INCROYABLE ! Koh-Lanta : Fabian se confie et fait une révélation CHOC

Derrière les tatouages, "Fabian" de Koh-Lanta cache un lourd passé. Inter­viewé par MyTF1, il a …


Derrière les tatouages, « Fabian » de Koh-Lanta cache un lourd passé. Inter­viewé par MyTF1, il a dévoilé une partie de son enfance, qu’il a passée dans un poulailler, aban­donné par sa grand-mère.

Hier soir dans le premier épisode de Koh-Lanta Fidji, les télé­spec­ta­teurs ont décou­vert Fabian. Le Suisse de l’aven­ture, avec son tatouage qui orne la moitié de son visage et son physique impo­sant a de quoi impres­sion­ner. Pour­tant, dès les premières secondes de son portrait, il s’est livré sans masque sur son incroyable histoire. Né en Uruguay, il a été aban­donné par sa mère qui l’a confié à sa grand-mère.
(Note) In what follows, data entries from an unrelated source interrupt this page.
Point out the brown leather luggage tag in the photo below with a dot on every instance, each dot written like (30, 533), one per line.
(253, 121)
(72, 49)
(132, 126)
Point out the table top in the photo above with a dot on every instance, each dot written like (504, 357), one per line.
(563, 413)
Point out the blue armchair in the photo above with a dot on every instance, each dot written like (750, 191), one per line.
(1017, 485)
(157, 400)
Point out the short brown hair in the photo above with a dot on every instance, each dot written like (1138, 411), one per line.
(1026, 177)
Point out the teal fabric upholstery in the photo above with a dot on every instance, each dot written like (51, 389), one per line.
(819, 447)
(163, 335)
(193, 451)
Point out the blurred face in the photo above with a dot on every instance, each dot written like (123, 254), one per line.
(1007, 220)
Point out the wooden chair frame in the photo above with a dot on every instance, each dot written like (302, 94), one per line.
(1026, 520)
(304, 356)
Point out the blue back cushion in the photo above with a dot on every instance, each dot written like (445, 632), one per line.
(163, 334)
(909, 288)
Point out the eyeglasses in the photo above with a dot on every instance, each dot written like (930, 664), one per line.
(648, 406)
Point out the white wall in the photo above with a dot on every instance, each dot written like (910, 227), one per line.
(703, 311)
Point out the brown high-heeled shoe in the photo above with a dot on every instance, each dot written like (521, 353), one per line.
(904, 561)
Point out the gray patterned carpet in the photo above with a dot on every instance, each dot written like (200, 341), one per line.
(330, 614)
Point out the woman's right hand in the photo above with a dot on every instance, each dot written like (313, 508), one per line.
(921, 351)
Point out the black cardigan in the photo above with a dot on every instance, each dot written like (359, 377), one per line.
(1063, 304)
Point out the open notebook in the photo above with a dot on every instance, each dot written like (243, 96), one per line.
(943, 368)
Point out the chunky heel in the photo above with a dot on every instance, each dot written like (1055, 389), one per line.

Cette dernière l’a fait vivre durant plusieurs années dans un poulailler, avant qu’il ne soit fina­le­ment recueilli par une femme d’origine suisse. Dans une inter­view pour MyTF1, il a raconté plus en détails son touchant passé : « Je ne sais pas pourquoi ma mère biolo­gique m’a confié à ma grand-mère qui elle-même n’avait pas du tout envie d’avoir d’enfant ou de petit-enfant… Ce qu’il s’est passé, à mon avis, c’est qu’elle s’est dit que soit elle me tuait, soit elle me plaçait au fond du jardin pour voir ce qu’il adve­nait ! »

Un acte d’autant plus cruel que dans ce « petit village de campagne sous le régime mili­taire en Uruguay, les condi­tions étaient diffi­ciles. C’était donc facile pour ma grand-mère de me mettre dans le poulailler et de me lais­ser mourir là. Avec le régime mili­taire, personne ne savait rien ». Sa survie, Fabian ne la doit qu’à un habi­tant du village, qui avait repéré cet enfant laissé dans un poulailler : « J’ai eu la chance d’être nourri en cachette par un voisin, que j’ai d’ailleurs retrouvé trente ans plus tard ».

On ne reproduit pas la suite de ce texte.